Big businesses are price makers. They have the bankroll to absorb being wrong. They can pause production for a year and survive it.

The gradient between those two ends is where every business lives. And the pressure to move up that gradient is constant, rational, and often necessary. The problem is when you move faster than your capability to deliver — when you’re scaling the volume before you’ve built the quality infrastructure to support it, or when you’ve promised a story you can’t back up at the size you’re trying to be.

That’s when you hit the wall.


Now watch AI.

One end: people asking ChatGPT questions on their phones. The starting line — they know AI exists, they don’t yet know what it can be. Other end: Anthropic, OpenAI, Microsoft — the market makers at the edge of the technology.

Everyone in between is under the same pressure the bourbon distilleries were under. You know you have to move. Everyone’s doing it.

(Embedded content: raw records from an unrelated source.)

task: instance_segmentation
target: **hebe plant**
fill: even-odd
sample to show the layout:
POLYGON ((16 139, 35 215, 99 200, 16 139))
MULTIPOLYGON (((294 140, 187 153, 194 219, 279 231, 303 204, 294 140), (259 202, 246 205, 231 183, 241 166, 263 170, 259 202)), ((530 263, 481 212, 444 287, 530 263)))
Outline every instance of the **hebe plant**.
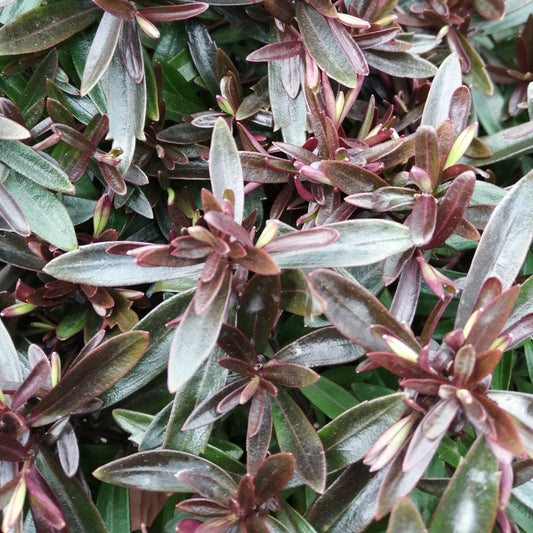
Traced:
POLYGON ((0 2, 2 532, 533 530, 533 2, 0 2))

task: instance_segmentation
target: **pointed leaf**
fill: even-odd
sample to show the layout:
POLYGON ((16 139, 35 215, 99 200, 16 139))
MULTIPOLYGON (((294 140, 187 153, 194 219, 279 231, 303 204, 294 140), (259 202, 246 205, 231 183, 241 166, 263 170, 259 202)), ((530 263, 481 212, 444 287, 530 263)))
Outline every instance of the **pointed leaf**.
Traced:
POLYGON ((398 421, 404 411, 404 393, 362 402, 345 411, 319 432, 328 472, 360 461, 378 437, 398 421))
POLYGON ((215 347, 231 294, 231 275, 224 281, 211 305, 202 313, 187 308, 174 334, 168 360, 168 388, 176 392, 194 375, 215 347), (194 350, 191 350, 194 346, 194 350))
POLYGON ((62 250, 78 246, 70 216, 55 194, 13 171, 4 186, 22 209, 33 233, 62 250))
POLYGON ((489 219, 468 271, 456 328, 466 323, 487 278, 498 277, 504 289, 514 282, 533 238, 532 206, 533 171, 515 184, 489 219))
POLYGON ((361 463, 350 465, 313 502, 307 520, 318 533, 361 533, 374 520, 382 479, 361 463))
POLYGON ((448 484, 430 531, 492 531, 499 485, 498 462, 484 439, 478 439, 448 484))
POLYGON ((63 170, 20 141, 0 141, 0 161, 42 187, 68 194, 74 192, 63 170))
POLYGON ((373 324, 387 327, 415 352, 420 351, 414 337, 409 335, 386 307, 362 285, 325 269, 314 271, 310 277, 314 290, 327 303, 325 315, 328 320, 343 335, 366 351, 385 351, 385 343, 374 337, 370 331, 373 324))
POLYGON ((0 55, 46 50, 92 24, 100 13, 89 0, 62 0, 27 11, 0 29, 0 55))
MULTIPOLYGON (((120 244, 113 243, 113 244, 120 244)), ((128 244, 131 244, 128 242, 128 244)), ((101 242, 81 246, 68 254, 50 261, 45 271, 57 279, 97 285, 117 287, 152 283, 155 281, 194 278, 197 279, 202 265, 190 267, 143 267, 129 255, 108 254, 110 243, 101 242)))
POLYGON ((147 346, 148 334, 143 331, 122 333, 100 344, 67 371, 32 410, 28 422, 43 426, 79 409, 131 370, 147 346))
MULTIPOLYGON (((304 44, 318 66, 346 87, 356 87, 357 73, 333 36, 327 19, 300 1, 296 2, 296 17, 304 44)), ((364 66, 367 67, 366 62, 364 66)), ((366 72, 361 70, 360 73, 366 72)))
POLYGON ((459 58, 452 54, 442 62, 431 83, 422 113, 422 125, 437 128, 448 118, 452 95, 462 84, 459 58))
POLYGON ((122 19, 104 11, 94 35, 81 78, 81 95, 85 96, 98 83, 115 53, 122 19))
POLYGON ((235 221, 242 222, 244 209, 244 181, 237 145, 227 122, 219 118, 213 129, 209 150, 209 175, 213 194, 218 202, 224 199, 226 189, 235 195, 235 221))
POLYGON ((292 453, 295 472, 314 491, 326 485, 326 458, 322 443, 294 400, 280 389, 272 398, 272 418, 282 451, 292 453))
MULTIPOLYGON (((388 220, 348 220, 327 228, 339 232, 339 238, 327 246, 274 252, 274 240, 265 251, 280 268, 347 267, 377 263, 413 246, 409 228, 388 220)), ((297 237, 295 233, 294 239, 297 237)))
POLYGON ((77 479, 68 478, 56 459, 47 452, 38 453, 35 460, 39 472, 60 503, 70 531, 109 533, 100 513, 77 479))
POLYGON ((198 472, 224 484, 234 483, 224 470, 210 461, 190 453, 172 450, 134 453, 97 468, 93 475, 100 481, 121 487, 148 491, 192 492, 177 477, 176 474, 180 472, 198 472))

You don’t want to be the one who blinked.

Industry surveys consistently show that the vast majority of companies — across manufacturing, healthcare, construction — say they’re exploring AI. A fraction say they’re actually ready to deploy it. The gap between those two numbers is the bloody ground. And the pressure to close that gap faster than capability allows is how you end up with security holes, failed pipelines, and organizations that have tanked real operations chasing a technology they weren’t ready to absorb.

This is happening right now, in every industry. The correction is coming. Some are already in it.


I’ll tell you something about myself here.

I’m the person who bets on a lot of things at once. I push hard into all of them, because I’d rather find out fast than wait to be certain. And sometimes I push past what I can actually support — too many fronts, not enough infrastructure. That’s when I have to cut.

Cut, cut, cut. Get back to solid ground. Start from there.

This has happened to me. It will probably happen again.

Everyone who reads this will agree with it and think it won’t happen to them. Until they’re in the bloody ground, pushing too hard, and they hit the wall.

Here’s the thing about correction: it’s called correction for a reason. It’s not failure. It’s not the end. You retract, you get your bearings, and you keep going.

Lux Row is pausing production. They’re not closing forever. The Kentucky Bourbon Festival — 35 years — is still coming. Tickets go on sale Monday.

Bardstown is in correction. Bardstown is still here.

You keep going.


Justin Hamilton is a tech guy from Bardstown, Kentucky. He works across manufacturing, AI, and distilling — not because he couldn’t pick one, but because his brain needs to understand all of it.